A recent study uncovered the role the enzyme JMJD3 plays in regulating dopamine (DA) production in the brain, and how this process connects to chronic inflammatory pain.

The study published in Acta Neuropathologica Communications focused on midbrain dopamine (mDA) neurons, which play crucial roles in motor control, cognition, emotion, and pain regulation. Dopamine production in these neurons depends heavily on the enzyme tyrosine hydroxylase (TH), whose expression is controlled by transcription factors including NURR1. The researchers looked into the role of epigenetic factors in this process.

They identified JMJD3, a histone demethylase, as a pivotal regulator of DA biosynthesis in mDA neurons. By removing repressive histone marks (H3K27me3), JMJD3 enables the activation of genes essential for dopamine production, including Th and Nurr1.

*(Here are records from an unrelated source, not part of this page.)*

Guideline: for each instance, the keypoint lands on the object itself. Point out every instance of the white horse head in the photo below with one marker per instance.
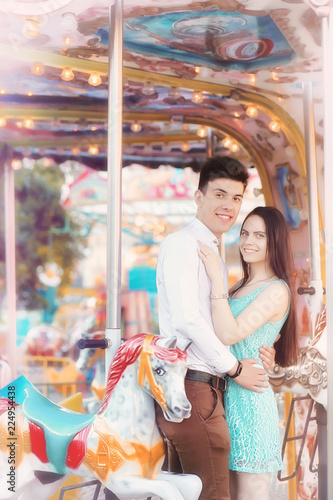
(121, 445)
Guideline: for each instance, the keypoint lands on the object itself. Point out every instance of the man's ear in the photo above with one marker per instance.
(198, 197)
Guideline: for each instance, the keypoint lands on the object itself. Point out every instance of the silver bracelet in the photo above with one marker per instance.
(219, 295)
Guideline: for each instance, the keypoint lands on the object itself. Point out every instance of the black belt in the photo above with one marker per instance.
(213, 380)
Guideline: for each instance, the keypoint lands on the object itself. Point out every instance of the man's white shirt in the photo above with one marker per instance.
(184, 298)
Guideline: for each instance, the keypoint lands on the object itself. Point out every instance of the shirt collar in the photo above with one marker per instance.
(205, 232)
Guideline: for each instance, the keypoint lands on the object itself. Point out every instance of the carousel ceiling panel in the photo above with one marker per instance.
(228, 52)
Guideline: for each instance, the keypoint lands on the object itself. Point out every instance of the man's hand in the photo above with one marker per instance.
(267, 355)
(252, 377)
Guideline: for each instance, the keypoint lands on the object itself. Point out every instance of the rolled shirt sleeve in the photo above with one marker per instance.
(184, 302)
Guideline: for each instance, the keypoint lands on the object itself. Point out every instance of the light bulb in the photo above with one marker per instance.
(94, 79)
(93, 149)
(136, 127)
(197, 97)
(251, 111)
(202, 131)
(274, 126)
(28, 123)
(67, 74)
(185, 147)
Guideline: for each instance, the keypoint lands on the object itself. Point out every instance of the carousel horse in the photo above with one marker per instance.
(309, 375)
(87, 359)
(120, 445)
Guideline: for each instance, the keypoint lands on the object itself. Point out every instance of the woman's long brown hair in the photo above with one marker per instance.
(281, 260)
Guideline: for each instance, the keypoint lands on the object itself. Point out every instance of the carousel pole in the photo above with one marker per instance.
(313, 210)
(327, 28)
(114, 166)
(9, 198)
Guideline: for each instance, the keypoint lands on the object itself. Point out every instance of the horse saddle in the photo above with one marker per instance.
(59, 424)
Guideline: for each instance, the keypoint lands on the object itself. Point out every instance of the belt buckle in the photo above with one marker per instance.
(215, 382)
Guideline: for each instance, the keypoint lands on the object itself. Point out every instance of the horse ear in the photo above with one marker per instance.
(168, 343)
(184, 344)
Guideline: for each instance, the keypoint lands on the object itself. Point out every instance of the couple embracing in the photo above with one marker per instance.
(231, 441)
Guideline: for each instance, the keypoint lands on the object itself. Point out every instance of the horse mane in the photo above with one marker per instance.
(128, 353)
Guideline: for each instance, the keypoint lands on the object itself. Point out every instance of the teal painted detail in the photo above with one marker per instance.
(20, 384)
(59, 424)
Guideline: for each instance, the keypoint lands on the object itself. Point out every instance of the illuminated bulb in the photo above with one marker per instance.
(226, 142)
(251, 111)
(174, 93)
(136, 127)
(38, 69)
(93, 149)
(16, 164)
(197, 97)
(185, 147)
(31, 27)
(67, 74)
(274, 126)
(28, 123)
(148, 89)
(202, 131)
(94, 79)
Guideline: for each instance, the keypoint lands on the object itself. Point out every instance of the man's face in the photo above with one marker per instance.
(219, 206)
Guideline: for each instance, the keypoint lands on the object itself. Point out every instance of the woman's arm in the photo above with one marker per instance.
(271, 302)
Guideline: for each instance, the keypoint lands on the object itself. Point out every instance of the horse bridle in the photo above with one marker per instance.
(145, 369)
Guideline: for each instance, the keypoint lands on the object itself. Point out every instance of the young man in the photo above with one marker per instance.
(200, 445)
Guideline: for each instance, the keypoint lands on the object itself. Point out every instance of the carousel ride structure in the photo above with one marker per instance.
(120, 445)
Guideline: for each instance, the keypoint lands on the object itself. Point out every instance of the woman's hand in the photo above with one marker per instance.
(210, 259)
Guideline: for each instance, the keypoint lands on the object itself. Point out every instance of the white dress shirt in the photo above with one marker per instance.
(184, 298)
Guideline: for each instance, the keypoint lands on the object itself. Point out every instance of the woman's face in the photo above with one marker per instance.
(253, 240)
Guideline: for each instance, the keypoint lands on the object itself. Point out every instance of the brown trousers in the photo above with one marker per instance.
(200, 444)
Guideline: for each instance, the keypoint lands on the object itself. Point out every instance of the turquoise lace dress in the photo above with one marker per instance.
(253, 417)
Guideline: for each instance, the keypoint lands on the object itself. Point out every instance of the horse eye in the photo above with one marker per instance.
(160, 372)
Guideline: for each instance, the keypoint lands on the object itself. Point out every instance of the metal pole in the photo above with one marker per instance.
(114, 165)
(313, 211)
(9, 198)
(327, 26)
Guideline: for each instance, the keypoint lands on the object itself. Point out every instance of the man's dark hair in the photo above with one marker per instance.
(222, 167)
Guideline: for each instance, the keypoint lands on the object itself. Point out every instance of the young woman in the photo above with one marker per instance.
(260, 308)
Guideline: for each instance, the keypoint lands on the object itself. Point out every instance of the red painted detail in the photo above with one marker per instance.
(38, 443)
(77, 448)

The researchers examined mice with a conditional knockout of JMJD3 in their dopamine neurons and noted that they exhibited reduced levels of dopamine in key brain regions, such as the midbrain and striatum. Pharmacological inhibition of JMJD3 with the compound GSK-J4 produced similar effects. These changes did not affect motor function but led to prolonged sensitivity to inflammatory pain stimuli, regardless of age or sex, they noted.

The connection between dopamine and pain modulation is well-documented, but this study is the first to link JMJD3 deficiency with exaggerated chronic inflammatory pain. The researchers observed that mice lacking JMJD3 failed to recover from pain induced by inflammation as quickly as normal mice.

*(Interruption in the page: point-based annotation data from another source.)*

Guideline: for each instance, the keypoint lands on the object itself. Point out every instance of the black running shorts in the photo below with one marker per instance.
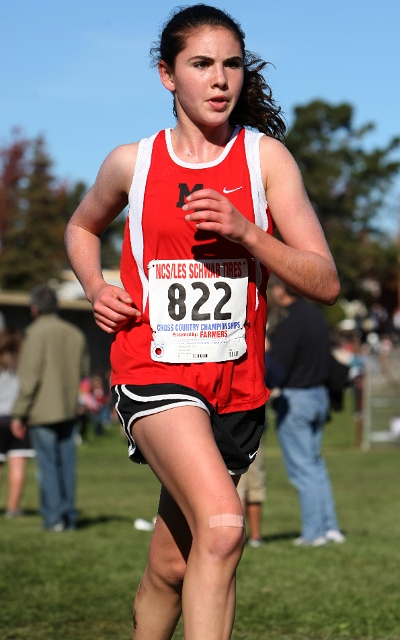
(236, 434)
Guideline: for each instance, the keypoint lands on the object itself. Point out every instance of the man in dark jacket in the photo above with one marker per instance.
(301, 345)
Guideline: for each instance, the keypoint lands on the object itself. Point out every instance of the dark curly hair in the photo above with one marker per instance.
(255, 107)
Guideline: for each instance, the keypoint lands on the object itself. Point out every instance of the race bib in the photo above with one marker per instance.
(198, 310)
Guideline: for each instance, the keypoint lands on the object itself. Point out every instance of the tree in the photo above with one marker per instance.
(347, 186)
(34, 210)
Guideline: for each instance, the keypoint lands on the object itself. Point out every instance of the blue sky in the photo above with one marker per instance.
(79, 73)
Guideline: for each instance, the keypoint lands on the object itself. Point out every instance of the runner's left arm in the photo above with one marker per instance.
(302, 259)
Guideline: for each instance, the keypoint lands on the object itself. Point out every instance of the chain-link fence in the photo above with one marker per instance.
(381, 399)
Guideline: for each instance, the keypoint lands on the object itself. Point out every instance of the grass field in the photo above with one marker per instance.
(80, 585)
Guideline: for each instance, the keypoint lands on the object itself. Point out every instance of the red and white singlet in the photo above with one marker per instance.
(202, 297)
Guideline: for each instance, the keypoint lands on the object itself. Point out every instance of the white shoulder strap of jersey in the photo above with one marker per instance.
(136, 198)
(252, 148)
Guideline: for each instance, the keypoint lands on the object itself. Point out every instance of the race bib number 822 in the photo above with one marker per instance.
(198, 310)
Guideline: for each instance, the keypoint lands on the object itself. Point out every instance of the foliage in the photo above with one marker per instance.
(348, 187)
(80, 585)
(34, 210)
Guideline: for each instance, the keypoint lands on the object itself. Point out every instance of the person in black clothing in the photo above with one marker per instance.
(301, 346)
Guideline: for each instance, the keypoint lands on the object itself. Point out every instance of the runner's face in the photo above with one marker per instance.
(207, 77)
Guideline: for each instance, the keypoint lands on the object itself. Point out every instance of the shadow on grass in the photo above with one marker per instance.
(276, 537)
(83, 523)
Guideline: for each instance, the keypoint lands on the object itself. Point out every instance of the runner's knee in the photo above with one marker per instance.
(167, 567)
(225, 537)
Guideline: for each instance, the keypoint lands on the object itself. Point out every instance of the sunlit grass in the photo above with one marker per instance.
(80, 585)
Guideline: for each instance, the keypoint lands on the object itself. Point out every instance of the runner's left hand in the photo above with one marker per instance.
(212, 211)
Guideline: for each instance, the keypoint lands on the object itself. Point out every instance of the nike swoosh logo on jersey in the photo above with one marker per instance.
(225, 190)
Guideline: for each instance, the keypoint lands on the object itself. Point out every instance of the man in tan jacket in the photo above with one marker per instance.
(53, 360)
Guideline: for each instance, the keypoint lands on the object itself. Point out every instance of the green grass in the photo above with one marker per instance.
(80, 585)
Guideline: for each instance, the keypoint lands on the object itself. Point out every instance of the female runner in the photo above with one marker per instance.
(188, 354)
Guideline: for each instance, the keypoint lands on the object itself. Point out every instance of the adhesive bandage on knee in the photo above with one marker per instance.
(226, 520)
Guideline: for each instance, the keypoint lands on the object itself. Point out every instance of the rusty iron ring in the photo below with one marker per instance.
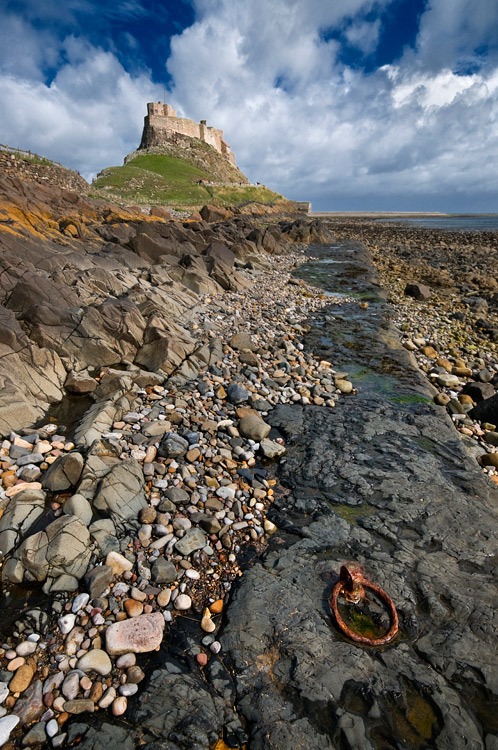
(352, 578)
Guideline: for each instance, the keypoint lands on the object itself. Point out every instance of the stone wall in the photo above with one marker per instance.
(161, 122)
(14, 165)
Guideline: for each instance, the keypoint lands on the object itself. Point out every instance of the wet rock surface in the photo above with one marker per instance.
(173, 487)
(384, 480)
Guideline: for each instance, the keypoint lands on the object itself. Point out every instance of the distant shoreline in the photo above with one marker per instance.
(393, 214)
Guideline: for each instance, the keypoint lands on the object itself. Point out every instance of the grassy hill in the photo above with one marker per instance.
(174, 176)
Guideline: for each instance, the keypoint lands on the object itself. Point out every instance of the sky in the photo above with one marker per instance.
(388, 105)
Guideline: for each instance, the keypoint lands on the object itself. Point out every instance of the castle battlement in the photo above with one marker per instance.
(161, 124)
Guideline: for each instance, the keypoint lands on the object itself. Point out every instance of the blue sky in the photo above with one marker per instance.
(353, 104)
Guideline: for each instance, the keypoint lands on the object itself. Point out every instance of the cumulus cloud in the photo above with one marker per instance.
(417, 134)
(402, 137)
(88, 117)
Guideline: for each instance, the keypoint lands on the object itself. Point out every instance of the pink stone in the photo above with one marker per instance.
(137, 635)
(119, 706)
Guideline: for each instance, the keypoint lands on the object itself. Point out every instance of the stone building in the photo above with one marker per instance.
(161, 124)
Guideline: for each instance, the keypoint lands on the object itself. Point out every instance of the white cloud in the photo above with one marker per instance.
(414, 135)
(451, 31)
(398, 137)
(89, 117)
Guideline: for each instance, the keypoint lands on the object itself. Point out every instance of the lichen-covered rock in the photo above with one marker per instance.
(61, 548)
(19, 515)
(137, 635)
(64, 472)
(121, 492)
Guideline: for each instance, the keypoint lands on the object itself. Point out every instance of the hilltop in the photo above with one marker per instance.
(180, 163)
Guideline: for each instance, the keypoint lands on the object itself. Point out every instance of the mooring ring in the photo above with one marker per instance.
(338, 588)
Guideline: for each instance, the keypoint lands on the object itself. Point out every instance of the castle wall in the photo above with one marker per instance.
(161, 122)
(14, 165)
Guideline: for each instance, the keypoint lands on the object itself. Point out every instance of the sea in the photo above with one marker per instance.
(476, 222)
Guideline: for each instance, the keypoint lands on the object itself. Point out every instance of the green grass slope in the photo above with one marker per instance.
(164, 179)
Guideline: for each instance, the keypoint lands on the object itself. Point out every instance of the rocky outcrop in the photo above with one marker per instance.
(84, 284)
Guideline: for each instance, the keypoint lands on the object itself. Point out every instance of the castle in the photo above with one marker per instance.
(161, 124)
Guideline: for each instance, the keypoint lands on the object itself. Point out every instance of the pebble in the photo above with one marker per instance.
(95, 660)
(163, 598)
(22, 679)
(15, 663)
(192, 506)
(52, 728)
(126, 660)
(79, 602)
(26, 648)
(183, 602)
(207, 624)
(71, 686)
(66, 623)
(119, 706)
(79, 706)
(7, 725)
(107, 698)
(127, 690)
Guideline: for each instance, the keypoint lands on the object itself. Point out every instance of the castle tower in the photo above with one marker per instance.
(161, 125)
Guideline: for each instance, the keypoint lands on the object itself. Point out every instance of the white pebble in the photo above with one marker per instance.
(66, 623)
(128, 689)
(79, 602)
(25, 648)
(183, 601)
(52, 728)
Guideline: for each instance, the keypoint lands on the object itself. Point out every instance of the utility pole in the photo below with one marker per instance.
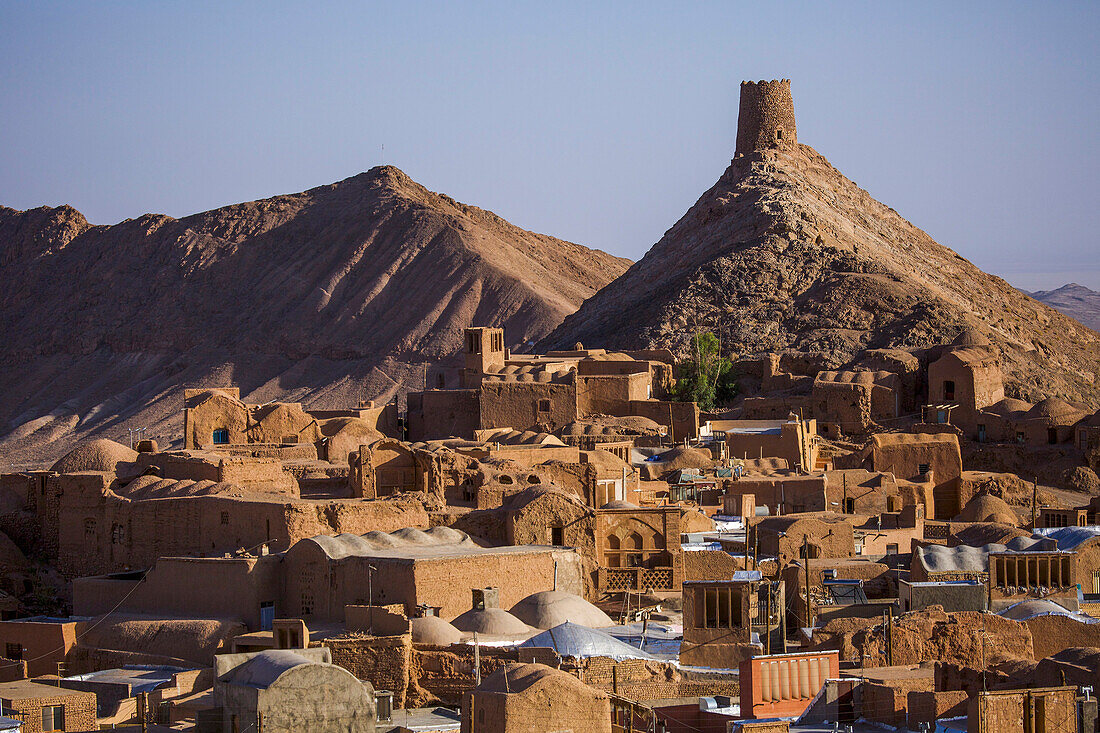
(805, 564)
(1034, 500)
(476, 662)
(890, 635)
(767, 620)
(370, 592)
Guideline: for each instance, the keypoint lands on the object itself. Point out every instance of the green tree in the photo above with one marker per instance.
(705, 376)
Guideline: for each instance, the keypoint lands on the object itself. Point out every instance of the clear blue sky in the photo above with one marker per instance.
(596, 122)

The findings highlight a broader epigenetic mechanism underlying dopamine regulation. By removing H3K27me3 marks, JMJD3 directly influences the transcription of genes critical for dopamine biosynthesis. The study also raised questions about potential compensatory roles of other histone demethylases, such as UTX, and their interactions with JMJD3 in maintaining dopamine levels.

The research opens new avenues for addressing chronic pain and dopamine-related disorders such as Parkinson’s disease. Given that chronic pain is a common non-motor symptom among patients with Parkinson’s, targeting JMJD3 or related pathways could offer dual benefits for managing pain and motor symptoms, the authors wrote.

The authors declared no conflicts of interest with this research.